Anticipation for the opening of Shangri-La at the Fort Hotel in Taguig has been building up since word got out.
In Metro Manila, the excitement is not so much about the hotel’s luxury accommodations (unless you’re an avid staycationer), but rather on the 15 food and beverage establishments it will launch this year, seven of which will be run by Shangri-La.
They are: Canton Road, to serve southeastern Chinese cuisine; Raging Bull Steakhouse and Raging Bull Burgers; Samba, which will offer healthy dishes inspired by the flavors of Spain and South America; Limitless, a laid-back lounge by day and a happening club by night; High Street Lounge, which will carry a wide range of teas; and, the first to be unveiled, High Street Café, Shangri-la at the Fort’s all-day dining restaurant.
High Street Café may be a bit hard to find as it hides behind a floor-to-ceiling wooden bookshelf. Slide it open and it reveals a hallway lined with grab-and-go items such as croissants, muffins and Danish pastries. There is also a coffee counter for guests in a rush.
There are nine neighborhoods in one culinary high street, as its tagline suggests.
The first includes morning staples such as yogurts, cereals, and dried fruits and nuts for the breakfast buffet.
Come lunch and dinner, the booth transforms into a seafood bar lined with kilawin and ceviche.
Next to it is the salad bar where you get to choose among three kinds: composed salads; salads in jars; and a create-your-own, which gets tossed only upon order.
Completing the station are cold appetizers such as chilled tofu and Vietnamese rice paper rolls, also created à la minute.
The Mediterranean post has whole legs of jamon sliced to order, hummus, babaganoush and cold mezzes, and a mozzarella bar with an array of toppings. Sharing the space are traditional tapas and assorted cheeses by local artisans and from imported brands.
Cross over and you will be greeted by a giant locally sourced tuna, which the Japanese section has on display every day, to be used for High Street Café’s sushi, sashimi and nigiri. It will also have soba noodles and a variety of tempura fried on the spot.
The next section offers pastries, with chef Anthony Collar presenting a wide selection of sweets, from tarts and donuts to waffles and pancakes.
Whole cakes will be available for retail, as well as pies fresh out of the oven.

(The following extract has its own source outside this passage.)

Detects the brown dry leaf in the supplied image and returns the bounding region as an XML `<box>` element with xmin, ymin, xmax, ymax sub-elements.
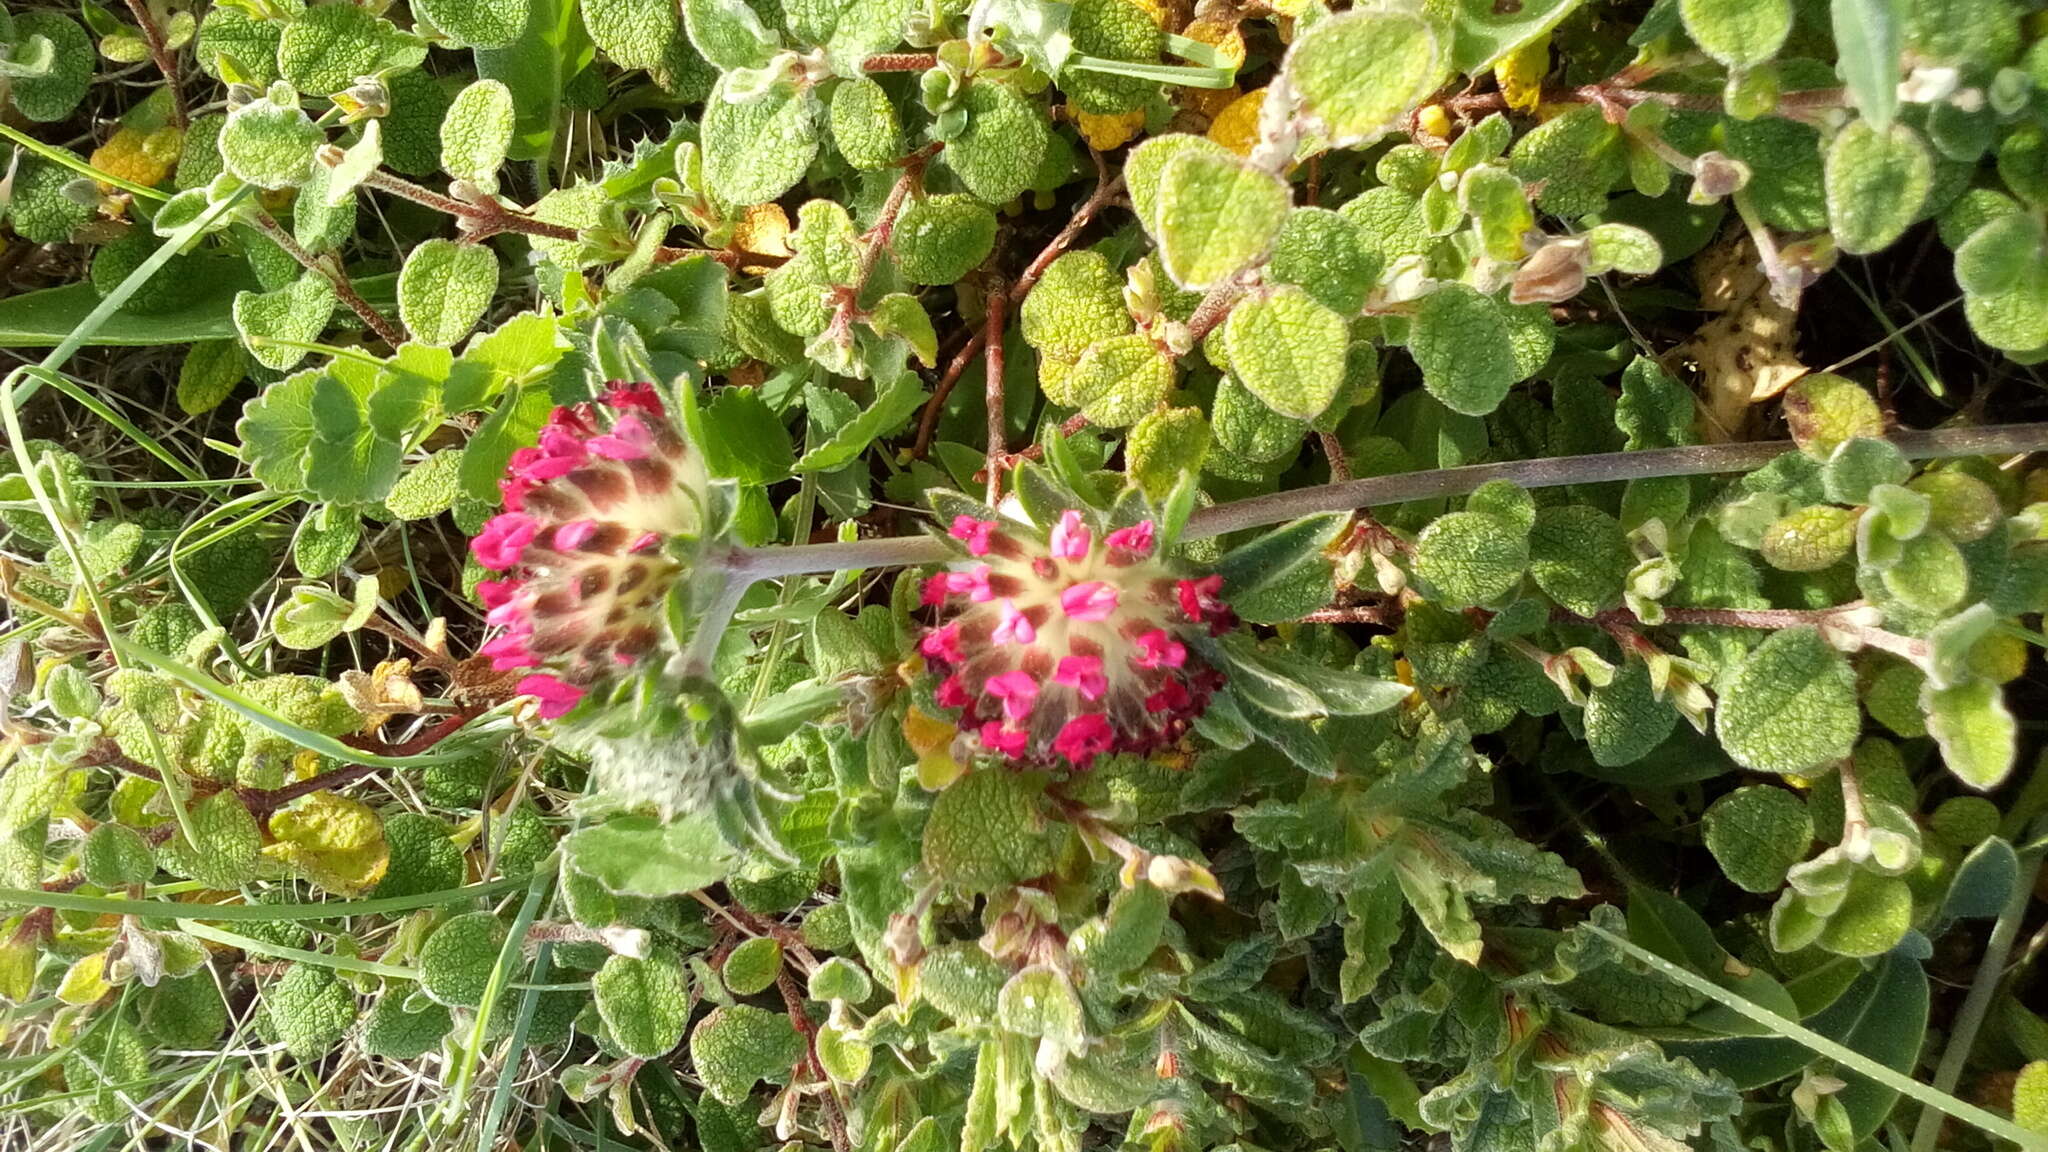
<box><xmin>1676</xmin><ymin>228</ymin><xmax>1809</xmax><ymax>442</ymax></box>
<box><xmin>733</xmin><ymin>204</ymin><xmax>793</xmax><ymax>275</ymax></box>
<box><xmin>339</xmin><ymin>659</ymin><xmax>425</xmax><ymax>730</ymax></box>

Noteworthy are the desserts that incorporate spices, like the dark choice praline with star anise, and the bay leaf and cinnamon-flavored eggless ice cream.
An Asian noodle bar carries all-time favorites such as laksa and Shanghai braised beef noodles. A massive red clay jar stands in the middle of the booth to be used to prepare double-boiled soup, which can be scooped straight into bowls.
Right across the noodle stand is the continental section with dishes such as Spanish paella, duck confit, sous vide lamb and baked potato, which come right off a specialized machine imported from the United Kingdom.
The rotisserie section is perhaps the most decorated and attention-grabbing of the lot. It has whole slabs of bacon, Asian sticks like satay and yakitori, and grilled steaks adorning the counter.
Most of the meats are finished on charcoal to get that smoky flavor—from lamb cutlets with chimichurri and pork belly adobo skewers to beef tenderloin with whiskey and muscovado sugar sauce.
Executive chef Joris Rycken has made sure to present many options and varying flavors for the meat-loving crowd. Servers go around the room and slice churrasco on their tables.
The last station, at the far end of the room, is the Chinese wok and Filipino section. Half of the space is reserved for steamed dimsum and roasts such as barbecued pork and Peking duck, while the other half is devoted to traditional Pinoy fare like sinigang.
One of its distinct offerings is the claypot rice; the café will have two to three versions each day, served to the diner right on the hot vessel.
For beverages, head mixologist Ulysse Jouanneaud has whipped up healthy juices in mason jars and milkshakes playfully served in light bulbs.
Coffee and tea cocktails are also available, with different kinds of iced teas and flavored water such as strawberry and basil or malunggay and calamansi.
You can also expect Nyonya Malaysian dishes to pop up in the impressive menu every once in a while, as executive sous chef William Tan promises to revisit the cuisine.
With more than 45 talented chefs ready to serve over 250 people per sitting, the High Street Café is ready to open.
High Street Café is at G/F Shangri-la at the Fort, 30th St. corner 5th Ave., Bonifacio Global City, Taguig.